The first advances in understanding and quantifying structural damping arose from research conducted in nuclear structural buildings (Housner et al., 1953), (Stevenson, 1980) obtained as single values for all modes, stress and earthquakes levels using response spectra methodology. The results of these studies were used extensively in the US and Japan for seismic analysis in the 60s and 70s. During these decades, (Blevins, 1977), structural damping was defined as the energy dissipation during vibration due to friction, impact, scraping and motion of trapped fluid within a joint, also establishing the related material damping due to yielding and heating of energy dissipation of materials or fluid damping to explain viscous drag dissipation and radiation to the surrounding fluid. Further researches, (Newmark, 1969, 1972), classified structural damping by materials, stress levels, connection types or soil-foundations influence. Those concepts were rapidly applied to communications structures (Clow, 1974).

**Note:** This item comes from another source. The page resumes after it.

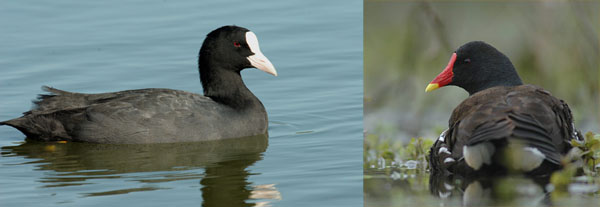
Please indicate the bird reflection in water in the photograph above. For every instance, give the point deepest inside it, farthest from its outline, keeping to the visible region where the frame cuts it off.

The most important mechanisms considered in structural damping are material damping and friction/coulomb interfacial damping. In actual slender structures, material damping is based on energy losses due to internal hysteresis in materials that comprise the structure (Scruton and Flint, 1964). On the other hand, there is evidence that a high percentage of structural damping is caused by connection friction (Coulomb friction) of the structural response (WG4. IASS, 1981). These friction forces occur when relative motion occurs between adjacent members. In communication towers and masts, these members include the joints between leg bracings and horizontal members of lattice towers and the joints between the foundation and superstructure or between steelwork installed to hold equipment. Those forces are independent of the amplitude, frequency and velocity of tower motion and constantly oppose the normal motion of the structure. Welded connections tend to reduce the contribution of interfacial damping compared to bolted connections (WG4. IASS, 1981).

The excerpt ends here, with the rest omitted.